La langue, gardienne de la foi, des traditions, de la nationalité
« La langue française a gardé la foi, elle a gardé les traditions du Canada français. Est-il besoin d'ajouter qu'elle a gardé également notre nationalité? Eh! qu'est-ce donc que la nationalité, si ce n'est pas les traditions nationales, si ce n'est pas la langue nationale elle-même? Tous ces éléments constitutifs, nous les possédons. Nous les possédons depuis trois siècles. Nous les possédons encore, un siècle et demi après la rupture du lien politique qui nous unissait à la vieille mère patrie de qui nous les tenons. Ils ont encore survécu au cataclysme où notre ancien régime s'est effondré. Ils ont survécu à la domination de la France sur les vastes territoires conquis jadis à son drapeau par nos explorateurs, nos soldats, nos pionniers et nos apôtres. Ils ont résisté à la persécution comme à la séduction. Loin de décroître, ils se sont développés, ils se sont fortifiés, ils manifestent incessamment sous nos yeux leur énergie puissante.
« On a quelquefois discuté, dans nos assemblées parlementaires, de la question suivante : le Canada est-il une nation? Messieurs, ce n'est pas ici le lieu ni le moment d'aborder ce problème, qui peut avoir plusieurs solutions différentes, suivant le point de vue auquel on se place. Ce Congrès n'est pas constitué en autorité pour trancher un semblable débat. Mais s'il ne nous appartient pas de décider que le Canada est une nation, au sens politique et diplomatique du mot*, parlant pour nous, et nous limitant à la constatation d'un fait historique et social, nous avons bien le droit de proclamer que les Canadiens français sont une nationalité. Oui, sur cette terre d'Amérique, où toutes les races humaines semblent s'être donné rendez-vous, nous occupons une place à part. Nos origines, disons-le avec une légitime fierté, sont d'une illustration sans rivale. Nous avons un passé, nous avons des souvenirs, nous avons une histoire, nous avons une physionomie, nous avons un nom, et tout cela constitue une personnalité nationale, qui, plus que jamais, a fixé l'intérêt intense de l'Amérique du Nord.

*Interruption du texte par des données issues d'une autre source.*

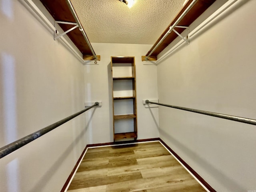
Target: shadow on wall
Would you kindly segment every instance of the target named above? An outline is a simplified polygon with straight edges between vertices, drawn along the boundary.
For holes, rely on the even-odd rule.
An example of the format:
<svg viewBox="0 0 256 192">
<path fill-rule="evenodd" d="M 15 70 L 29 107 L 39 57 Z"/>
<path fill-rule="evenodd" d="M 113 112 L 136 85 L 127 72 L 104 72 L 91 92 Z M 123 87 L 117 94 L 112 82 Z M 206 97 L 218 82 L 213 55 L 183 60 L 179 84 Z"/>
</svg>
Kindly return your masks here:
<svg viewBox="0 0 256 192">
<path fill-rule="evenodd" d="M 155 116 L 154 115 L 154 114 L 153 113 L 153 112 L 152 111 L 152 110 L 151 110 L 151 108 L 150 107 L 149 107 L 148 108 L 148 109 L 149 110 L 149 111 L 150 112 L 150 114 L 151 114 L 151 116 L 152 116 L 152 118 L 153 118 L 153 120 L 154 120 L 154 122 L 155 123 L 155 124 L 156 125 L 156 126 L 157 128 L 157 129 L 158 129 L 158 130 L 159 130 L 159 128 L 159 128 L 159 125 L 158 125 L 158 124 L 157 123 L 157 121 L 156 119 L 156 118 L 155 118 Z"/>
<path fill-rule="evenodd" d="M 86 119 L 89 119 L 87 122 L 87 123 L 85 126 L 85 130 L 86 131 L 86 136 L 87 137 L 87 140 L 88 142 L 87 143 L 92 144 L 92 135 L 93 133 L 93 128 L 92 126 L 91 123 L 92 120 L 92 118 L 93 115 L 95 112 L 96 108 L 93 108 L 93 110 L 91 110 L 92 109 L 87 111 L 87 113 L 86 114 Z"/>
<path fill-rule="evenodd" d="M 214 175 L 218 176 L 218 178 L 215 177 L 215 178 L 216 180 L 218 180 L 219 183 L 222 184 L 222 185 L 232 186 L 233 188 L 236 188 L 237 191 L 245 191 L 244 189 L 242 188 L 241 186 L 238 185 L 235 181 L 233 180 L 231 178 L 223 174 L 223 173 L 222 173 L 219 170 L 216 169 L 214 167 L 213 167 L 212 165 L 210 164 L 208 162 L 197 156 L 197 154 L 195 154 L 192 151 L 188 148 L 179 141 L 175 139 L 174 138 L 172 137 L 168 133 L 162 129 L 159 130 L 159 132 L 160 135 L 164 135 L 164 138 L 166 139 L 171 141 L 171 142 L 174 145 L 180 148 L 180 150 L 182 150 L 184 153 L 186 154 L 188 156 L 192 157 L 195 162 L 199 162 L 200 166 L 204 170 L 208 170 L 208 172 L 210 173 L 210 175 L 211 174 L 212 175 L 212 173 L 215 173 Z M 166 142 L 166 141 L 164 140 L 164 141 Z M 175 151 L 175 152 L 179 155 L 178 152 Z M 188 163 L 188 162 L 186 162 L 186 163 Z M 188 164 L 189 165 L 189 162 L 188 162 Z M 200 176 L 202 176 L 201 175 Z M 204 178 L 204 177 L 202 177 L 203 178 Z M 206 181 L 207 182 L 207 181 Z M 209 184 L 210 185 L 210 184 L 209 183 Z"/>
<path fill-rule="evenodd" d="M 76 146 L 79 141 L 86 136 L 86 128 L 84 129 L 79 136 L 75 138 L 74 141 L 66 148 L 66 150 L 64 151 L 64 152 L 60 156 L 59 158 L 49 168 L 46 174 L 42 176 L 40 180 L 39 180 L 37 183 L 35 184 L 34 186 L 29 191 L 29 192 L 42 191 L 43 190 L 42 189 L 47 185 L 47 183 L 52 179 L 52 177 L 54 176 L 55 173 L 59 170 L 60 168 L 61 167 L 63 162 L 64 161 L 66 157 L 68 156 L 69 154 L 74 150 L 74 146 Z M 84 146 L 85 148 L 85 147 L 86 146 Z M 70 173 L 72 171 L 72 170 L 70 170 Z M 67 175 L 66 176 L 66 178 L 67 179 L 68 175 Z M 65 182 L 66 182 L 66 180 L 64 181 L 62 186 L 64 185 Z"/>
</svg>

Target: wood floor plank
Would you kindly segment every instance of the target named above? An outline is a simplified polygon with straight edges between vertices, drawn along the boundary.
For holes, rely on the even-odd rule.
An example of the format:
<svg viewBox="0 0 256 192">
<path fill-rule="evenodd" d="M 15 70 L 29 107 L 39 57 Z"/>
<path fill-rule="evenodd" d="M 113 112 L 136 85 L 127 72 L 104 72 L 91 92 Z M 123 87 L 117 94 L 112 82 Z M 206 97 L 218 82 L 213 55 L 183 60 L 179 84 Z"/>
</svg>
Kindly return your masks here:
<svg viewBox="0 0 256 192">
<path fill-rule="evenodd" d="M 85 180 L 86 178 L 86 181 Z M 77 189 L 82 188 L 106 185 L 119 182 L 129 181 L 142 178 L 139 172 L 129 172 L 108 176 L 101 176 L 94 178 L 86 178 L 84 175 L 75 176 L 69 190 Z"/>
<path fill-rule="evenodd" d="M 134 192 L 138 190 L 148 191 L 150 189 L 166 186 L 169 186 L 169 191 L 172 191 L 172 189 L 182 188 L 186 181 L 190 180 L 190 178 L 186 174 L 178 175 L 167 175 L 113 183 L 107 185 L 106 192 Z M 200 186 L 200 187 L 202 187 Z"/>
<path fill-rule="evenodd" d="M 68 191 L 206 191 L 155 142 L 88 149 Z"/>
<path fill-rule="evenodd" d="M 106 185 L 69 190 L 68 192 L 106 192 Z"/>
</svg>

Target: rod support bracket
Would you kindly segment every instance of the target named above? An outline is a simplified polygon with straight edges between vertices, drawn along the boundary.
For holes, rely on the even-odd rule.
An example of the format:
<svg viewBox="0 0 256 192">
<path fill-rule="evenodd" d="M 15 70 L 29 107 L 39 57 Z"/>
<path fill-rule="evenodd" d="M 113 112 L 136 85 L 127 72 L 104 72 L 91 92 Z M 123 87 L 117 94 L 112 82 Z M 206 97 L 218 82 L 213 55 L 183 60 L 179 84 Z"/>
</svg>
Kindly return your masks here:
<svg viewBox="0 0 256 192">
<path fill-rule="evenodd" d="M 75 26 L 72 28 L 69 29 L 66 31 L 58 35 L 57 35 L 58 30 L 57 29 L 56 29 L 56 27 L 55 26 L 55 25 L 56 23 L 61 24 L 65 24 L 67 25 L 74 25 Z M 78 27 L 78 26 L 76 23 L 72 23 L 72 22 L 68 22 L 66 21 L 54 21 L 54 27 L 55 28 L 55 30 L 54 30 L 54 39 L 56 40 L 56 39 L 60 38 L 60 37 L 62 37 L 63 35 L 66 34 L 68 32 L 71 31 L 72 30 L 74 30 L 76 28 L 77 28 Z"/>
<path fill-rule="evenodd" d="M 186 42 L 187 42 L 187 43 L 188 44 L 188 45 L 190 43 L 190 40 L 189 40 L 189 38 L 188 37 L 188 34 L 189 33 L 189 27 L 187 27 L 186 26 L 175 26 L 175 28 L 184 28 L 185 29 L 186 29 L 186 31 L 187 31 L 187 34 L 186 34 L 186 36 L 185 37 L 183 37 L 182 36 L 182 35 L 181 35 L 180 33 L 179 33 L 176 30 L 175 30 L 174 28 L 172 28 L 172 26 L 171 26 L 170 27 L 170 30 L 168 31 L 168 32 L 169 33 L 170 33 L 171 32 L 172 32 L 172 31 L 173 31 L 176 34 L 177 34 L 178 35 L 180 38 L 181 38 L 184 41 Z"/>
</svg>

« Cette personnalité, quelle en est, avant tout, la marque distinctive? N'est-ce pas la langue? Oui, la langue, la chère et noble langue française est le signe national dont nous sommes marqués. »
Thomas Chapais (1858-1946), historien, journaliste et ancien ministre dans les gouvernements conservateurs de Taillon et Flynn à Québec.
Extrait de sa présentation devant le
Premier Congrès de la langue française au Canada, en 1912.
Imprimerie de l'Action Sociale Limitée, Québec, 1913.
* Le Canada était toujours une colonie britannique en 1912.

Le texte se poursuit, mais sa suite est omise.